Fraction 4 was pure enough to allow a direct NMR analysis. GC–MS analysis suggested the presence of a major volatile compound eluting at 36.94 min (RI(DB-5MS) 2570). The molecular ion peak at m/z 267 was also the base peak. An odd m/z value of M⁺˙ indicated that the compound in question contained an odd number of nitrogen atoms. This was corroborated by high resolution mass spectrometry that showed that its molecular formula was C₁₆H₁₃NO₃. High index of hydrogen deficiency (11 unsaturations) suggested that two molecules of methyl N-methyl-N-nitrosoanthranilate were combined and that 8 of 11 unsaturations corresponded to 2 aromatic rings. The molecular formula of the investigated compound indicated that it contains 2 C, 7 H, 3 N and 3 O atoms less than those in two molecules of compound 2.
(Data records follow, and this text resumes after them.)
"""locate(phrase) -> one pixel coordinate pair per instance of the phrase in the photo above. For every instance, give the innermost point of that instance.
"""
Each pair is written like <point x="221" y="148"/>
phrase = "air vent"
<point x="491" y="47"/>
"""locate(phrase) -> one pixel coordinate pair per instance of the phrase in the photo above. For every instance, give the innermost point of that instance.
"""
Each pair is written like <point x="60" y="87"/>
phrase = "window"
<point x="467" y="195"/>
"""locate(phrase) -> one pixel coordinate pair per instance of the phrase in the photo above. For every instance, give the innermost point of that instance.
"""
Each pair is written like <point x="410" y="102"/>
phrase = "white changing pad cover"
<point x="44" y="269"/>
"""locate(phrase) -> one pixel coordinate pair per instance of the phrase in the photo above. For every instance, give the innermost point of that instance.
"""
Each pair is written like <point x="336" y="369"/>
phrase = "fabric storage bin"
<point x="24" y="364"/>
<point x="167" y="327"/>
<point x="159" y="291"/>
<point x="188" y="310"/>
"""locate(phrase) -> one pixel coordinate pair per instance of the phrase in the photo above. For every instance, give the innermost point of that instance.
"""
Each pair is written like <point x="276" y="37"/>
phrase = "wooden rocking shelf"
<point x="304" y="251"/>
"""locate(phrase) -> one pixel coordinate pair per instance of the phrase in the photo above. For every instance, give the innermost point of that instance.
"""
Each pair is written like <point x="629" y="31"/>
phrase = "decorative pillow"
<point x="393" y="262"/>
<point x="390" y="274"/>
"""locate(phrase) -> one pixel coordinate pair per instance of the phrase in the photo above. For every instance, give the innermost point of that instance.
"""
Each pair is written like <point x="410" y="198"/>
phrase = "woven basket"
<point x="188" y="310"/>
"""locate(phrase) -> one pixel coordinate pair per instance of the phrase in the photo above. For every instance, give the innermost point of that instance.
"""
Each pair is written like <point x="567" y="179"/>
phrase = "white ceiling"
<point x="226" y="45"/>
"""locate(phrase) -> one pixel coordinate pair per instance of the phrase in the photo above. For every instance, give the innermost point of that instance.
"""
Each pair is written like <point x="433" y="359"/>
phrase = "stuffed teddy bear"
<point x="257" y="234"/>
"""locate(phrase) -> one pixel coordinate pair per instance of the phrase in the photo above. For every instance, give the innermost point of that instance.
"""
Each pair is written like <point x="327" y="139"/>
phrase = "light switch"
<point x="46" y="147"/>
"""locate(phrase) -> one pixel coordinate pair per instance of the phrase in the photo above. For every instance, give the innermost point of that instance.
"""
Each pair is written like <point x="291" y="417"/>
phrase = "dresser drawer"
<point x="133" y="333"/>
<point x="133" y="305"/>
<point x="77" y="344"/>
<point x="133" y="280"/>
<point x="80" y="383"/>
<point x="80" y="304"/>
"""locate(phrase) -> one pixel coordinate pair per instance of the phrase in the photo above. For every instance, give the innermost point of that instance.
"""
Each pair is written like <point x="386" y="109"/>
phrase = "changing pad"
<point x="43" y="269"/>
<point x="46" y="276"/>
The presence of 16 C atoms in the molecule was confirmed by 16 peaks observed in ¹³C NMR among which 5 were peaks of very low intensity. DEPT spectra showed only the existence of CH₃ and CH groups. The ¹H NMR spectra of the compound showed 7 signals in the chemical shifts range of protons attached to an aromatic ring: tree doublets of doublets (dd 7.74, 8.39, 8.54 ppm), two doublets of doublets of doublets (ddd 7.62 and 7.79 ppm), one doublet (d 8.29 ppm) and one triplet (t, 7.33 ppm). This pattern was indicative of 2 aromatic cores, 1,2-disubstituted and 1,2,3-trisubstituted ones. Additionally, there were two signals (singlets at 3.63 and 3.98 ppm) indicating the presence of N-methyl and O-methyl groups. The structural elucidation and assignation of all proton and carbon-13 NMR signals was made possible only by the use of 2D NMR (¹H–¹H COSY and HMBC spectra) and correlations observed in these spectra gave rise to the assignations given in Table 2. The HMBC spectrum showed correlation between the protons at 3.98 ppm and a carbon at 169.3 ppm showing the presence of an ester group. This was also strengthened by the fragmentation patterns visible in the MS spectra, the presence of an ion corresponding to the loss of the OCH₃ group and the loss of COOCH₃, and an IR absorption at 1722 cm⁻¹.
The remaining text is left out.